Monday, 03 August 2020

ICER issues final report for add-on therapies to treat Type 2 Diabetes

11 December 2019 | News

For this analysis, adding oral semaglutide was compared to background therapy with metformin alone, and to three competitors for add-on therapy: liraglutide (Victoza®, Novo Nordisk), sitagliptin (Januvia®, Merck), and empagliflozin (Jardiance®, Boehringer Ingelheim)

The Institute for Clinical and Economic Review (ICER) has released a Final Evidence Report and Report-at-a-Glance assessing the comparative clinical effectiveness and value of oral semaglutide (Rybelsus® Novo Nordisk), a GLP-1 receptor agonist for the treatment of Type 2 diabetes mellitus (T2DM).

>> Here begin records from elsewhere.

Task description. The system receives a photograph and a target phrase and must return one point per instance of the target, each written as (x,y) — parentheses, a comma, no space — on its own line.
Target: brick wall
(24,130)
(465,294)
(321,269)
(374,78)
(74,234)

This new therapy is an oral version of the injectable Ozempic® (Novo Nordisk), which was approved by the FDA in 2017. For this analysis, adding oral semaglutide was compared to background therapy with metformin alone, and to three competitors for add-on therapy: liraglutide (Victoza®, Novo Nordisk), sitagliptin (Januvia®, Merck), and empagliflozin (Jardiance®, Boehringer Ingelheim). ICER’s report on these therapies was reviewed at the November 2019 public meeting of the New England Comparative Effectiveness Public Advisory Council (New England CEPAC), one of ICER’s three independent evidence appraisal committees.

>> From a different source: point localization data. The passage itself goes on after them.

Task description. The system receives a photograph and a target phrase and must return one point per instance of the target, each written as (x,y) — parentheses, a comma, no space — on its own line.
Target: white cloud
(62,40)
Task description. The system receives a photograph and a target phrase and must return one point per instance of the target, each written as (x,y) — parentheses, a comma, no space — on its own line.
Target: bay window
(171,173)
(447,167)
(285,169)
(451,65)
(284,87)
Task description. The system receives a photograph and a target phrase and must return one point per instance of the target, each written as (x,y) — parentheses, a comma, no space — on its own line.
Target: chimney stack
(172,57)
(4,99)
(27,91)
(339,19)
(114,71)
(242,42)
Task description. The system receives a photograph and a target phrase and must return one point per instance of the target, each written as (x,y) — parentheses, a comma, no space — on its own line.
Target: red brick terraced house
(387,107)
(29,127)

During the meeting, CEPAC members unanimously voted that the evidence was adequate to demonstrate that adding oral semaglutide to ongoing background therapy provides a positive net health benefit, and that this benefit is superior to that provided by adding sitagliptin. However, a majority of the CEPAC found that the evidence did not adequately demonstrate that the net health benefit of adding oral semaglutide was superior to that of adding liraglutide, nor did the evidence adequately distinguish the net health benefit of adding oral semaglutide from that provided by adding empagliflozin.

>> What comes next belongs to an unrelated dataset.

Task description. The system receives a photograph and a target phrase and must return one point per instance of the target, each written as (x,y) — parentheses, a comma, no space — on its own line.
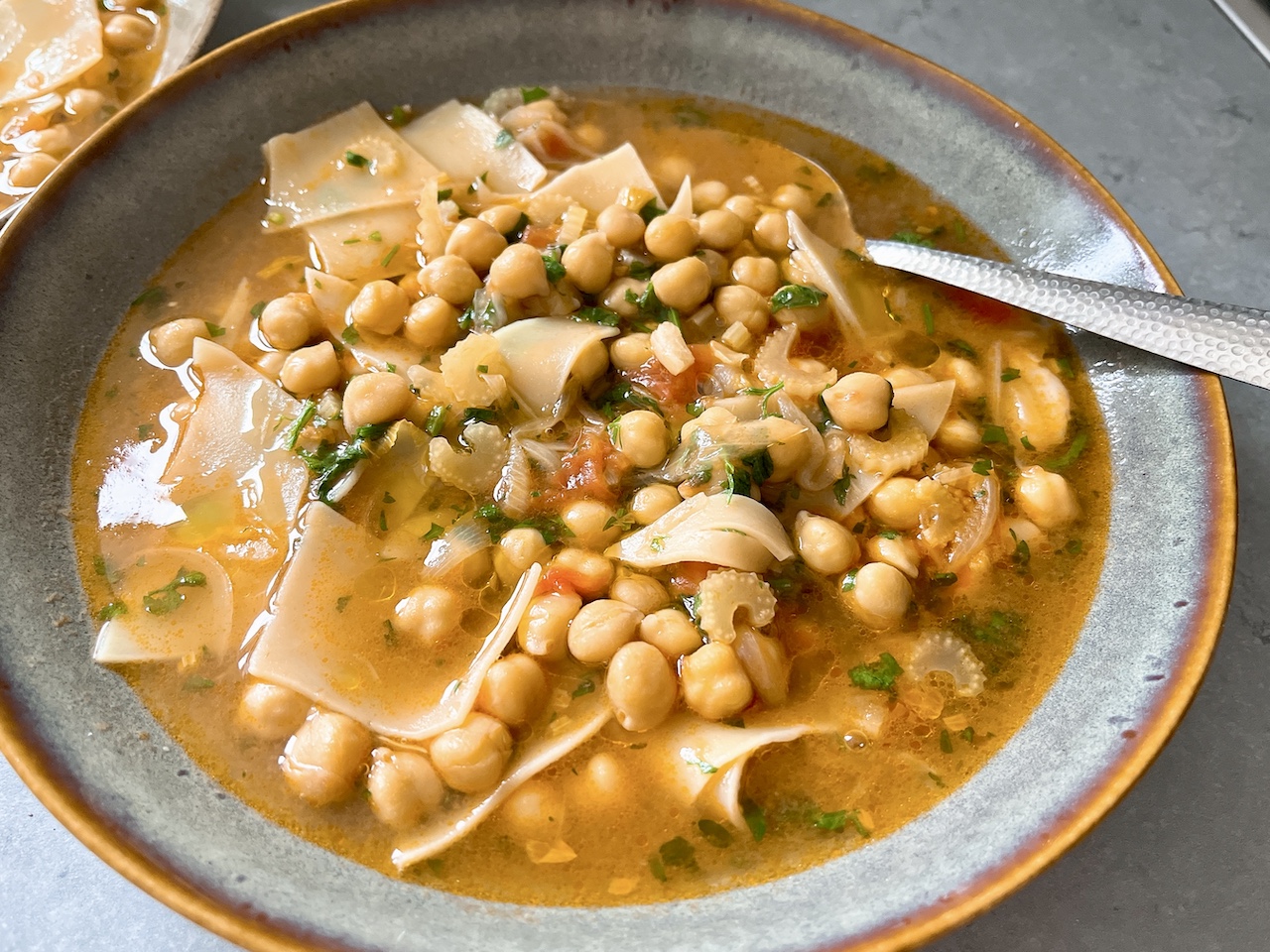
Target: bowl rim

During their deliberation, panel members also weighed the therapies’ other benefits and contextual considerations. Noting that diabetes represents a particularly high lifetime burden of illness, the panel members voted that the oral version of semaglutide offers reduced complexity compared to injectable liraglutide, and this reduced complexity may significantly improve patient outcomes.

Given the available evidence on comparative effectiveness and incremental cost-effectiveness, and considering other benefits, disadvantages, and contextual considerations, the CEPAC panel voted that oral semaglutide provides “intermediate” long-term value for money. When compared to background therapy alone, oral semaglutide’s annual estimated net price of $6,103 falls within ICER’s value-based price benchmark range of $6,000-$6,400 per year. However, oral semaglutide is unlikely to reach commonly cited thresholds compared with empagliflozin.

ICER’s value-based price benchmarks suggest a price range, net of any discounts and rebates, that aligns fairly with a treatment’s added benefits for patients over their lifetime. The ranges reflect commonly cited cost-effectiveness thresholds between $100,000 and $150,000 per Quality-Adjusted Life Year (QALY) gained. Prices at or below these thresholds help ensure that the health benefits gained by patients using new treatments are not outweighed by health losses due to long-term cost pressures that lead individuals to abandon care or lose health insurance. To reach thresholds of between $100,000 and $150,000 per life year gained, oral semaglutide would need to be priced between $6,400-$7,100 per year.

Key Policy Recommendations  

Following the voting session, a policy roundtable of experts — including clinicians, patient advocates, and representatives from manufacturers and payers — convened to discuss the implications of the evidence for policy and practice. Key recommendations stemming from the roundtable discussion include:

  • Manufacturers with new diabetes agents should seize the opportunity to come to market with a lower list price to benefit patients.
  • To provide high quality head-to-head evidence on the comparative effectiveness of emerging treatment options for patients with diabetes, manufacturers should look to the example set by the PIONEER trials of oral semaglutide.
  • As the treatment options for T2DM continue to evolve, primary care providers should make themselves aware of the updated clinical guidelines to ensure that all treating clinicians know how to identify the varying risks and benefits of different agents for particular subpopulations.
  • Given the high rate of gastrointestinal side effects with oral semaglutide, real-world evidence on adherence should be studied and reported.